Two examples which originally motivated the flexibility of the volume machinery were database applications, in which a very large database could be cast as a multi-disk-pack volume, and the CoPilot debugger, which requires its own separate logical volume (see Section 2.5), but must be usable on a single-disk machine.
While the underlying linear virtual memory is conventional and fairly straightforward, the space machinery superimposed by Pilot is somewhat novel in its design, and rather more powerful than one would expect given the simplicity of the Space interface. A space is capable of playing three fundamental roles:
Allocation Entity. To allocate a region of virtual memory, a client creates a space of appropriate size.
Mapping Entity. To associate information content and backing store with a region of virtual memory, a client maps a space to a region of some file.
Swapping Entity. The transfer of pages between primary memory and backing store is performed in units of spaces.
Any given space may play any or all of these roles. Largely because of their multifunctional nature, it is often useful to nest spaces.
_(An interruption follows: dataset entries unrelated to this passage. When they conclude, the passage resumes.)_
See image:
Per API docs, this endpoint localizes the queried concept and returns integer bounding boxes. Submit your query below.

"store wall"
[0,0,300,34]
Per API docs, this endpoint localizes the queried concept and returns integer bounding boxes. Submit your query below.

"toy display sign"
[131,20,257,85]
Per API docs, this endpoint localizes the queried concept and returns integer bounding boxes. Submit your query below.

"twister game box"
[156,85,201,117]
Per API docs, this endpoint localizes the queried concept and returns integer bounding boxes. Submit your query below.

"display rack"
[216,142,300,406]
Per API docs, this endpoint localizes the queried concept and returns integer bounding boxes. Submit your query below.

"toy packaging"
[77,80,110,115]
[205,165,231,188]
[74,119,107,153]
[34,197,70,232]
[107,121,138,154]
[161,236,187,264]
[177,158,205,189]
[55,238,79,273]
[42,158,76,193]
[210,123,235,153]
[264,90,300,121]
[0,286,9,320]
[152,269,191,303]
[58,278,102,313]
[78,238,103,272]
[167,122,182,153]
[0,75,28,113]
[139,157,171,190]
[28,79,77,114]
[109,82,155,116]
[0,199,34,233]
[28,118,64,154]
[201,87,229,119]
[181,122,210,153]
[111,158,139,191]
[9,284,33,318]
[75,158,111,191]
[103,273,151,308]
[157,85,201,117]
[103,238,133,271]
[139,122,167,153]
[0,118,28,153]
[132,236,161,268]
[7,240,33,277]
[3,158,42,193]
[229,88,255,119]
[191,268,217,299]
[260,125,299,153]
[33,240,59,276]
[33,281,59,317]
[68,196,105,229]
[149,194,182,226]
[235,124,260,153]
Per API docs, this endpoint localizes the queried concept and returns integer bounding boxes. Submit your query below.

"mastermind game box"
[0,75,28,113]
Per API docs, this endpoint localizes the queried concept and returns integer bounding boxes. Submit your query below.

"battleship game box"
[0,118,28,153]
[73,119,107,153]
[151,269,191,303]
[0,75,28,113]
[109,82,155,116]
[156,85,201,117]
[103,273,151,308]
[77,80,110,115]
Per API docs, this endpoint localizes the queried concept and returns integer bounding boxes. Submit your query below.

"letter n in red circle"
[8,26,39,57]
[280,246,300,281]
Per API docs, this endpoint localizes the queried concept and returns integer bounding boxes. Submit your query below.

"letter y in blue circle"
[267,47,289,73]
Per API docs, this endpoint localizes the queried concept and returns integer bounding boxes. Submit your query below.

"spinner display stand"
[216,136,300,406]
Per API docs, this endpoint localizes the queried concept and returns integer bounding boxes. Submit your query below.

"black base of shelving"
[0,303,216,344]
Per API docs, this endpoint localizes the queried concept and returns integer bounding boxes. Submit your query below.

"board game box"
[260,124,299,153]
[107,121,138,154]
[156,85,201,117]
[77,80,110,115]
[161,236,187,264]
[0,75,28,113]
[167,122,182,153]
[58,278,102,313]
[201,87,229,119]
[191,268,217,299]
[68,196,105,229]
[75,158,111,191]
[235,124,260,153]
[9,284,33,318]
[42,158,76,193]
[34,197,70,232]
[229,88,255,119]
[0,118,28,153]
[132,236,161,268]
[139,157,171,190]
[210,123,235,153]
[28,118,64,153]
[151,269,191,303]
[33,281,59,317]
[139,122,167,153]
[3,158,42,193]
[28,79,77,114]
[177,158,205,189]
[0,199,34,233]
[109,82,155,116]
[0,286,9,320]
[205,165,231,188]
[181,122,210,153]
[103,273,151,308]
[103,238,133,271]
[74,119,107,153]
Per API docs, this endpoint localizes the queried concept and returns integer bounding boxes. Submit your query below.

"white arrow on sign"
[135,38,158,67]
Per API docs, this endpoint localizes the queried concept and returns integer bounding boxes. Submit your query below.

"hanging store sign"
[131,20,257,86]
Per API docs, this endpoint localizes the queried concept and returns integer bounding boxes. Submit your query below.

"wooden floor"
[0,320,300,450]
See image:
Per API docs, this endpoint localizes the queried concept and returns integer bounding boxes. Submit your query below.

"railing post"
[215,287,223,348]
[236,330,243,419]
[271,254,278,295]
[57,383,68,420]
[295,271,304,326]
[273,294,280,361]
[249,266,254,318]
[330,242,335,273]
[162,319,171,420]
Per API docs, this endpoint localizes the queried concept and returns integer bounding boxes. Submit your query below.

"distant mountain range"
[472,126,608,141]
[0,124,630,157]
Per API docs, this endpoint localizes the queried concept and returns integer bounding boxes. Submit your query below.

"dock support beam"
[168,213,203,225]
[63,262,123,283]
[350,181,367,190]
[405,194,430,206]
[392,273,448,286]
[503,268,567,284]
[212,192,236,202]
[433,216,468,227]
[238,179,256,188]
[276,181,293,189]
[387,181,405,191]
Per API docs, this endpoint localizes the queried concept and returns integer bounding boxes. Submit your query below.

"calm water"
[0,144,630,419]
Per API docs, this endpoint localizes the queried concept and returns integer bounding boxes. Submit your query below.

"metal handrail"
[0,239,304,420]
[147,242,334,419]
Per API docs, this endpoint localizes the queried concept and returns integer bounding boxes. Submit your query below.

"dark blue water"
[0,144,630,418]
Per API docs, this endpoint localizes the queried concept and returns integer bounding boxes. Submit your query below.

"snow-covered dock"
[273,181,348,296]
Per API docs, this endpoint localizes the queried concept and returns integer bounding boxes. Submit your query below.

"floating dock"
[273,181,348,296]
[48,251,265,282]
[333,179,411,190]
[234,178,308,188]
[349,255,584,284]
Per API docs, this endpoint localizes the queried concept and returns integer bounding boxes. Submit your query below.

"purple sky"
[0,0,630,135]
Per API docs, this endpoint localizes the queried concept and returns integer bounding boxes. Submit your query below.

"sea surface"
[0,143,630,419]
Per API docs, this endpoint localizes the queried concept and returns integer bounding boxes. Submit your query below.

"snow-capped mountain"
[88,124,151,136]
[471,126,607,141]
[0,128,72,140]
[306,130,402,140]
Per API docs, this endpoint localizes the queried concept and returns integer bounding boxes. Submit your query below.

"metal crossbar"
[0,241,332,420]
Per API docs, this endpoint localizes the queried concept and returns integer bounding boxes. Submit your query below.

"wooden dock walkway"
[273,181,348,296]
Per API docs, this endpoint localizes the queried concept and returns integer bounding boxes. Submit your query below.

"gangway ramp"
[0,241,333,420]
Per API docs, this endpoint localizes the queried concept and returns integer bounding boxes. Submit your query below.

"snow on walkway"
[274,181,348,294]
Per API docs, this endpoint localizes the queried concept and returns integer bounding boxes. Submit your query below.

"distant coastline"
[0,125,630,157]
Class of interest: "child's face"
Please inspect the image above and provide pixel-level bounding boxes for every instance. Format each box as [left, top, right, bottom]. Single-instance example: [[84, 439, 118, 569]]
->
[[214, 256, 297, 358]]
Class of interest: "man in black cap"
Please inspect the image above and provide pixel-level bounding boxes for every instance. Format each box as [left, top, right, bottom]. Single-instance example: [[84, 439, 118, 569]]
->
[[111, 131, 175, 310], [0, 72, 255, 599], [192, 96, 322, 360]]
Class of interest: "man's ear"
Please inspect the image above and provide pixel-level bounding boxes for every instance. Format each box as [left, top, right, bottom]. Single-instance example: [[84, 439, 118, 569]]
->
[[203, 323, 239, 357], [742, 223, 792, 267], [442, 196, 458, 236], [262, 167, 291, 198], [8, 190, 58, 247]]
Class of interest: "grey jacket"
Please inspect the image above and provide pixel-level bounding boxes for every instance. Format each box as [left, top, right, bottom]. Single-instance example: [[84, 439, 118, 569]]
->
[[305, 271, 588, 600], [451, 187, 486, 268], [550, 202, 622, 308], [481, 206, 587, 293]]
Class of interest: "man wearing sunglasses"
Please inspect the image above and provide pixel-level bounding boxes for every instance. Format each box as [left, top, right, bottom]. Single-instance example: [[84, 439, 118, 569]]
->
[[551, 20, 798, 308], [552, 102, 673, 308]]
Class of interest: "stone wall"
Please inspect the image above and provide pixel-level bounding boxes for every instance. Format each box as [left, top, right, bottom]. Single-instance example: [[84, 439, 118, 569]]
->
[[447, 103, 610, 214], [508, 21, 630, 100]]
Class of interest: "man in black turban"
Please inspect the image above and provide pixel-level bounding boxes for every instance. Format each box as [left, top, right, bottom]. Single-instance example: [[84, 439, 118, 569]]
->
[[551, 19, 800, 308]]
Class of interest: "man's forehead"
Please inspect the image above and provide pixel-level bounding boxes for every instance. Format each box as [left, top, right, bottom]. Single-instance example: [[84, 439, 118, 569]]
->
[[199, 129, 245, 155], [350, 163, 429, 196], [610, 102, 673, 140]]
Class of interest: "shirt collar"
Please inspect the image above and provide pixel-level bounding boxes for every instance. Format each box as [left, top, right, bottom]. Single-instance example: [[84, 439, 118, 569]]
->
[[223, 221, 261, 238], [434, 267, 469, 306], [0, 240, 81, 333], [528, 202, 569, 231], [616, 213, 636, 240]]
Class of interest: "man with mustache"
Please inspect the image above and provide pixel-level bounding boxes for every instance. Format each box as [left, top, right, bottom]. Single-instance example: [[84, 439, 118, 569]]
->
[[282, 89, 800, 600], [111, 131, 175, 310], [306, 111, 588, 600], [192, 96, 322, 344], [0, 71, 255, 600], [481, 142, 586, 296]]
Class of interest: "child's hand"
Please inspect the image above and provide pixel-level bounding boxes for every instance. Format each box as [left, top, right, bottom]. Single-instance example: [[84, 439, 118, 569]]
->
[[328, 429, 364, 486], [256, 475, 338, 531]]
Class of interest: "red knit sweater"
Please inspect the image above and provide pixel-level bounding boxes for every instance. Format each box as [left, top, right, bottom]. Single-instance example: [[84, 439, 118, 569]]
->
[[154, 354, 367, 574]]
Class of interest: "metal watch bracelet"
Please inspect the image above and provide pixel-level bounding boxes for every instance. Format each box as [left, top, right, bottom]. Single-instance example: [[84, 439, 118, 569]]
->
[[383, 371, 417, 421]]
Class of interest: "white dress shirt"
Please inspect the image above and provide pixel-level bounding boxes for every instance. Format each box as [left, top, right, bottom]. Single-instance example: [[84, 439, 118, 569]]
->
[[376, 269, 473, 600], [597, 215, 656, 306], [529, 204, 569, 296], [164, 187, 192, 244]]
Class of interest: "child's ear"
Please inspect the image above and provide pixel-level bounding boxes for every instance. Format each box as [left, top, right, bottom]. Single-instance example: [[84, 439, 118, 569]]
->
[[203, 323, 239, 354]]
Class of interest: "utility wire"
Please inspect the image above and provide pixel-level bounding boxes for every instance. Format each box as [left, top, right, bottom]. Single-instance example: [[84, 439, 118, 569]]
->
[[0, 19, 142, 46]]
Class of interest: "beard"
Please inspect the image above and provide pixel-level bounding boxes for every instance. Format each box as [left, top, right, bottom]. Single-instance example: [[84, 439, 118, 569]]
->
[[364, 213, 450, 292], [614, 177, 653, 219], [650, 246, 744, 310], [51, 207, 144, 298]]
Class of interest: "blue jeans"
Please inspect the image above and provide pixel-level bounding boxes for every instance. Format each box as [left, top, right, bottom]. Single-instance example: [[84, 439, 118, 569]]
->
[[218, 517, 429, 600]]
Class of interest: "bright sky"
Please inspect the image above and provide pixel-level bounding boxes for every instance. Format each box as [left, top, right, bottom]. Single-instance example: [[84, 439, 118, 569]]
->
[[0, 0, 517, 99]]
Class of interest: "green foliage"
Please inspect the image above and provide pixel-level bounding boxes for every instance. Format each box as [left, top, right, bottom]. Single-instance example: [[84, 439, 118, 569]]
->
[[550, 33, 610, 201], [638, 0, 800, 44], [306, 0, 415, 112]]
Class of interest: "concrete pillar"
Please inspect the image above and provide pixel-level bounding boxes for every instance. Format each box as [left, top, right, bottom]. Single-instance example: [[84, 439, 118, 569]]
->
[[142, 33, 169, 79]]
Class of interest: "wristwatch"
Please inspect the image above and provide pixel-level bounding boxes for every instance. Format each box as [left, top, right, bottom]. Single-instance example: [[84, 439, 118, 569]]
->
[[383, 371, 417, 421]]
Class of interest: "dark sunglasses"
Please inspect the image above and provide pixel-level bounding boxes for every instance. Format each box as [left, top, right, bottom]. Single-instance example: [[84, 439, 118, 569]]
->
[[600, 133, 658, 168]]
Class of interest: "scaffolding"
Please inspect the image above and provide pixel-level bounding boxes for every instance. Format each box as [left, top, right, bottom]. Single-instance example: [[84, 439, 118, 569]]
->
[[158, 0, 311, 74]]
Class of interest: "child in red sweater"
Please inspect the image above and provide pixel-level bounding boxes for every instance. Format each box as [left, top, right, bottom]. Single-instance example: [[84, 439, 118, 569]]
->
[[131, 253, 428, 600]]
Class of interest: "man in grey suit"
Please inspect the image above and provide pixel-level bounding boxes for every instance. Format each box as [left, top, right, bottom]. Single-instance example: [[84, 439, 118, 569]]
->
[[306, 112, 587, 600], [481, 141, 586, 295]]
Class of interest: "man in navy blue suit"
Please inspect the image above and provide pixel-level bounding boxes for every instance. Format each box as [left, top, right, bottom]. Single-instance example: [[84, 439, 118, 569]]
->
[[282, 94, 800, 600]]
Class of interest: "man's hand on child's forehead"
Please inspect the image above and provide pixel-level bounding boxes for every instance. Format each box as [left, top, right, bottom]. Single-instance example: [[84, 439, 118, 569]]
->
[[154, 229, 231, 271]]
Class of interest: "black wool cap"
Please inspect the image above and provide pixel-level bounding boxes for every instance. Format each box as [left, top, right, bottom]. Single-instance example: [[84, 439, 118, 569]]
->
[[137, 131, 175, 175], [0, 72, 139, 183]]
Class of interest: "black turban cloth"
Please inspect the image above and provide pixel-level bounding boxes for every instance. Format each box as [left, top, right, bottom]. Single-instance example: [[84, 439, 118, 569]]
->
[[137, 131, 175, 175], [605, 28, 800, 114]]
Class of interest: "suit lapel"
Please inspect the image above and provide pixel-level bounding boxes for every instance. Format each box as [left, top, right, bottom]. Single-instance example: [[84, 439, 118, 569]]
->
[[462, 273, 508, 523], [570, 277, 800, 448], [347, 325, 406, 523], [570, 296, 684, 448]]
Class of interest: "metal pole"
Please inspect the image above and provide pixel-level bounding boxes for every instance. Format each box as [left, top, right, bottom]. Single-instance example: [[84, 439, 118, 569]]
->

A new space is always created as a subspace of some previously existing space, so that the set of all spaces forms a tree by containment, the root of which is a predefined space covering all of virtual memory.
Spaces function as allocation entities in two senses: when a space is created, by calling Space.Create, it is serving as the unit of allocation; if it is later broken into subspaces, it is serving as an allocation subpool within which smaller units are allocated and freed [19]. Such suballocation may be nested to several levels; at some level (typically fairly quickly) the page granularity of the space mechanism becomes too coarse, at which point finer grained allocation must be performed by higher level software.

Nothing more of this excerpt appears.